Drew McDermott earned B.S., M.S., and Ph.D. degrees from the Massachusetts Institute of Technology (MIT).
McDermott was married in 1975, divorced in 1997, and remarried the same year.
He has two children from his first marriage.
He did seminal work in non-monotonic logic in the early 1980s, and was an advocate for the "logicist" methodology in AI, defined as formalizing knowledge and reasoning in terms of deduction and quasideduction.
He became a tenured full professor at Yale in 1983.
In 1987 he published a paper criticizing the logicist approach.
The critique was based partly on a previous paper (with Steve Hanks) pointing out a flaw with all known approaches to nonmonotonic temporal reasoning, embodied in what is now called the Yale shooting problem.

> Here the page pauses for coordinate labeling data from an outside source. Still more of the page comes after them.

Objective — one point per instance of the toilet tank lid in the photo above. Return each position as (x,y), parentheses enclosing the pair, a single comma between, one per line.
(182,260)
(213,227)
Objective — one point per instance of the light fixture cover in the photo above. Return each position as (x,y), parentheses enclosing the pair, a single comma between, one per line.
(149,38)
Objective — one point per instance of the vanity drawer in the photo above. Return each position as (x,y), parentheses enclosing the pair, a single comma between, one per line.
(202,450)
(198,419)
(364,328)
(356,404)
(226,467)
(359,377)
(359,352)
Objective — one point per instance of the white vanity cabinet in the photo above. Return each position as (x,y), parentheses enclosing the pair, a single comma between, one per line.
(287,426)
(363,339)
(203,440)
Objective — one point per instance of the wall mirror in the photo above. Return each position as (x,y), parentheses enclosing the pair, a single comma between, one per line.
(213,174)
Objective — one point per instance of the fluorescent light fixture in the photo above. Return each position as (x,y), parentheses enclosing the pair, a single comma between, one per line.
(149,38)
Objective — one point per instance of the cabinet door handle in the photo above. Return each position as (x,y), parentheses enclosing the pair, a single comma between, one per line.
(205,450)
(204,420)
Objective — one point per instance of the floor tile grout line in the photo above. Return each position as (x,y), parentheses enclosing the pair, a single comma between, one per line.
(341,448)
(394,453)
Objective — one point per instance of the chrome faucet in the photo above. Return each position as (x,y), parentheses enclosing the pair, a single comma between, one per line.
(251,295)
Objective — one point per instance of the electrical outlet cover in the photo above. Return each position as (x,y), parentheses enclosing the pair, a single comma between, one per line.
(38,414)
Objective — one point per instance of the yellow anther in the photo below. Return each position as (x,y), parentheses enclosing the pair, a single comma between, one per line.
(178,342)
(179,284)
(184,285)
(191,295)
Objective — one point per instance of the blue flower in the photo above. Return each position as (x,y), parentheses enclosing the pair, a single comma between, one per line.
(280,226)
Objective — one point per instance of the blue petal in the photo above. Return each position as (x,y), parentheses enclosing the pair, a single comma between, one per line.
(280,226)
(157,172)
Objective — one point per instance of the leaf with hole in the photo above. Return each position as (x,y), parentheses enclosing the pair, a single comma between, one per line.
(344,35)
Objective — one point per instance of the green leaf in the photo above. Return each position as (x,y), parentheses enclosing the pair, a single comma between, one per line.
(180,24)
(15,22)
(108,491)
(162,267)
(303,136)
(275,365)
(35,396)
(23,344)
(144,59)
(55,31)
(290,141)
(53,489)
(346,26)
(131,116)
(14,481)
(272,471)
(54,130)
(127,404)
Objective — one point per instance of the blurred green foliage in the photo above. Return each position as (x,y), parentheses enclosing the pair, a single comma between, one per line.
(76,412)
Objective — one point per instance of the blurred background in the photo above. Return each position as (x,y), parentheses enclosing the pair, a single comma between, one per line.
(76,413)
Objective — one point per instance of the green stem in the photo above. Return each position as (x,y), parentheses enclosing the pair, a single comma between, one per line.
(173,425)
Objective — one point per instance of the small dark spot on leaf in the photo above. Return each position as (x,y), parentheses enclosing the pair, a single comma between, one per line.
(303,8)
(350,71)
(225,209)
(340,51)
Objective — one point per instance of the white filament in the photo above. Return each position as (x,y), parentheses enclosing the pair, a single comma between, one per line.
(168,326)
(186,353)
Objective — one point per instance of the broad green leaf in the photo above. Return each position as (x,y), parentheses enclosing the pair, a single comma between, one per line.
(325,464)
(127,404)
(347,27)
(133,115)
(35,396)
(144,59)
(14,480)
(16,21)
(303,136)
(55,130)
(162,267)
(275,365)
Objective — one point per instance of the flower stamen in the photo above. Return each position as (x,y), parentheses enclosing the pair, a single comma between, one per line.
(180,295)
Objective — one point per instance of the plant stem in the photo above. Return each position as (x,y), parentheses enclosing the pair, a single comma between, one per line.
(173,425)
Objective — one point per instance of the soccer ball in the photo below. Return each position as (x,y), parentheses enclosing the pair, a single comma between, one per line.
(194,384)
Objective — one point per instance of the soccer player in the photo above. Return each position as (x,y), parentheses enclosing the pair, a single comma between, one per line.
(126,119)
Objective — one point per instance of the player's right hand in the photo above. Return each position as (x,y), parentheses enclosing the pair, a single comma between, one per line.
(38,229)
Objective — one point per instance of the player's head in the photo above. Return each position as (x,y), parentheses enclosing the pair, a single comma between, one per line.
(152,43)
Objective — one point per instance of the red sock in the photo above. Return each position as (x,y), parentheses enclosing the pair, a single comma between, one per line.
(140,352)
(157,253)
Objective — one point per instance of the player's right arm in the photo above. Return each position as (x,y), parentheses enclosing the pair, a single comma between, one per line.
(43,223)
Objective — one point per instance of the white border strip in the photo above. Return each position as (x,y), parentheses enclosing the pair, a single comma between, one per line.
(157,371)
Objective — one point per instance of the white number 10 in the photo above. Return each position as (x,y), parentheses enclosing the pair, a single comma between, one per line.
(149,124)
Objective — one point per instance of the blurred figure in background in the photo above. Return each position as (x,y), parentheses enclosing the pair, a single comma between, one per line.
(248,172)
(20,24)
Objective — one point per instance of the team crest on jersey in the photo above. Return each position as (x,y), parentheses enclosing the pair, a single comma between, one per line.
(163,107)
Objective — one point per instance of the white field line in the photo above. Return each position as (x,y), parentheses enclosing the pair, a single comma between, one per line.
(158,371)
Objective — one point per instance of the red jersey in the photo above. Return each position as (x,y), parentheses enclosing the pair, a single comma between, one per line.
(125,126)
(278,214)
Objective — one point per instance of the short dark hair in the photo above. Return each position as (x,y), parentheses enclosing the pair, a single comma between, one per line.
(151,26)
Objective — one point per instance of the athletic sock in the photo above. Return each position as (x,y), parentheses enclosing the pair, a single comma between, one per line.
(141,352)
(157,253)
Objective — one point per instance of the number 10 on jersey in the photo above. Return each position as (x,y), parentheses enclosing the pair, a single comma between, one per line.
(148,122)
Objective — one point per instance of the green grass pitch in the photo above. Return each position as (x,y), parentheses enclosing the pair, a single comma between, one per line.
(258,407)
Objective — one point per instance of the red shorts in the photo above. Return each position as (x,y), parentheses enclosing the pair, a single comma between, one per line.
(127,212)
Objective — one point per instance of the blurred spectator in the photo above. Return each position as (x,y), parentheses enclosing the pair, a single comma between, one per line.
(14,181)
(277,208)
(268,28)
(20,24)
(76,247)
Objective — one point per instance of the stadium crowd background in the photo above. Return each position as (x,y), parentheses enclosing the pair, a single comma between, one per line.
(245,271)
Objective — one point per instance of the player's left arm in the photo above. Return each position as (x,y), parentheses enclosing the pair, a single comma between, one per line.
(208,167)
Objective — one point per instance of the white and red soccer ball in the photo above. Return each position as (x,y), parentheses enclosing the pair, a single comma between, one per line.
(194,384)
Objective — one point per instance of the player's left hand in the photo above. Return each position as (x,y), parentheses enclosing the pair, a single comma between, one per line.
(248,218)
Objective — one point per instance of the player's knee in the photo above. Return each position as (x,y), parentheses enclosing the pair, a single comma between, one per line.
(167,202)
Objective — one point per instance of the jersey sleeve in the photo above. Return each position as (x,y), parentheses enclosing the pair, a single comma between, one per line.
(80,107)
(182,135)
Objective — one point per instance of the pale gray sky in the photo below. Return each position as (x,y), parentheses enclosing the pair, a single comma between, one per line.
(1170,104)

Although new approaches have since been found, McDermott turned to other areas of AI, such as vision and robotics, and began working on automated planning again.
His work on planning focused on the "classical" case rather than on hierarchical task network planning.
In 1990 he was named a Fellow of the Association for the Advancement of Artificial Intelligence, one of the first group of Fellows.
He served as Chair of the Department from 1991 to 1995.
In 1996 he (and Hector Geffner and Blai Bonet independently) discovered "estimated-regression planning", based on the idea of heuristic search with an estimator derived from a simplified domain model by reasoning backward ("regression") from the goal.
The simplified version is obtained automatically from a full domain model by ignoring propositions deleted by actions.
He and his second wife, Judy Nugent, lived in New Haven, Connecticut since 1999.
In 2000 he got interested in logic again because the development of the semantic web made it seem newly applicable.
He did work on ontology translation and on semantic web services.
McDermott was a prime mover, with James Hendler and others, behind the AI Planning Systems Conference, which, after merging with the European Conference on Planning, became the annual International Conference on Automated Planning and Scheduling (ICAPS).
He also helped start the International Planning Competition, which is held semiannually in conjunction with ICAPS.
He led the group that molded the Planning Domain Definition Language from several predecessor notations in order to provide a standard notation for input to planning systems.
A sideline of his work has been an interest in the philosophy of mind, stemming from his realization as a child that "electronic brains" do not have a "part that thinks", and that therefore biological brains probably don't either.
This interest culminated in the publication in 2001 of a book on computational models of consciousness.
His research has been in the area of artificial intelligence, with side excursions into philosophy.
His Ph.D. dissertation was in the area of automated planning.
In that work, he coined the term "task network" to refer to hierarchies of abstract and concrete actions and policies.